The problems are piling up at Fannie Mae. On the heels of a federal regulator’s report detailing earnings manipulation and other accounting problems, the Justice Department has launched a probe into possible accounting fraud at the giant mortgage company, according to The Wall Street Journal.
The criminal investigation is in a preliminary stage, according to the paper. The company has no knowledge of the investigation and thus can’t comment on it, Fanny spokesperson Chuck Greener reportedly said.
Earlier this week, the company agreed to sweeping changes in an agreement generated by a critical assessment of Fannie’s accounting policies by the Office of Federal Housing Enterprise Oversight (OFHEO). Among other changes, the company agreed to increase its capital reserve, revamp its accounting, and tighten its internal controls.

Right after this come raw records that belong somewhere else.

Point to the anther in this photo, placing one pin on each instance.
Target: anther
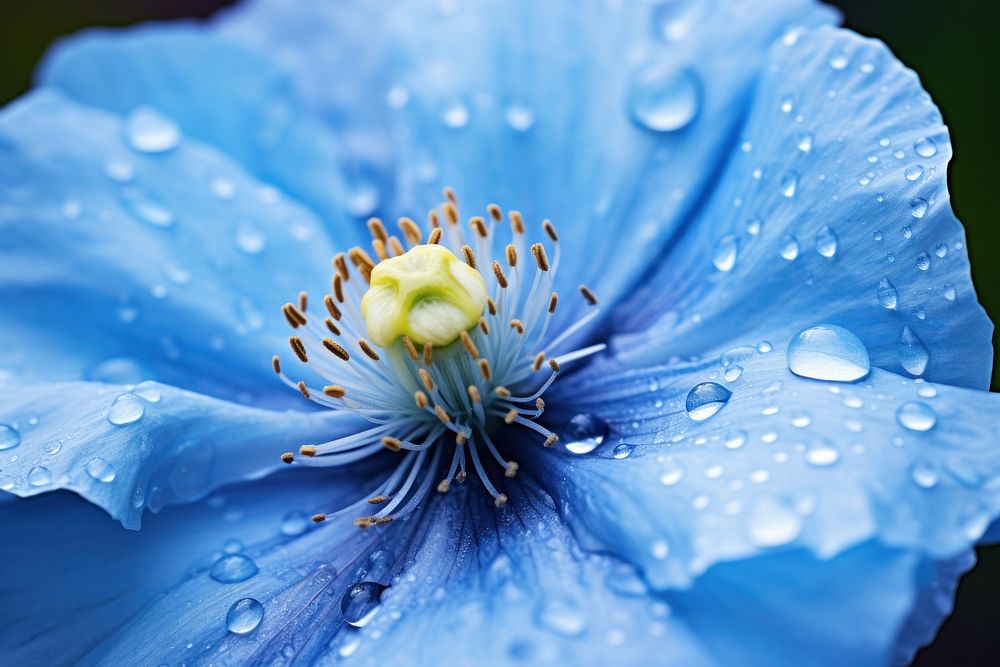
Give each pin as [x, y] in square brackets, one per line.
[336, 348]
[331, 307]
[470, 257]
[511, 255]
[410, 350]
[588, 295]
[298, 348]
[425, 378]
[377, 230]
[498, 272]
[539, 360]
[541, 259]
[550, 229]
[367, 349]
[470, 346]
[516, 222]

In addition to the Justice Department’s investigation, the Securities and Exchange Commission is conducting its own informal inquiry, according to published reports.
Further, the House Financial Services Committee is gearing up for hearings concerning Fannie next week. Committee members voted Wednesday to empower its chairman, Rep. Michael Oxley, to issue subpoenas for testimony and documents, according to the Associated Press.
Those scheduled to testify include Fannie Mae chairman and chief executive Franklin Raines, CFO Timothy Howard, and OFHEO Director Armando Falcon.
To add insult to injury, the National Association of Home Builders, traditionally one of Fannie’s biggest supporters, said it was rethinking its tight relationship with the mortgage buyer, according to the Journal which cited a report in National Mortgage News.
Finally, Fitch Ratings has downgraded Fannie’s subordinated debt and preferred stock ratings to AA-minus from AA. Fitch also affirmed Fannie Mae’s AAA long-term senior debt rating and F1-plus short-term rating.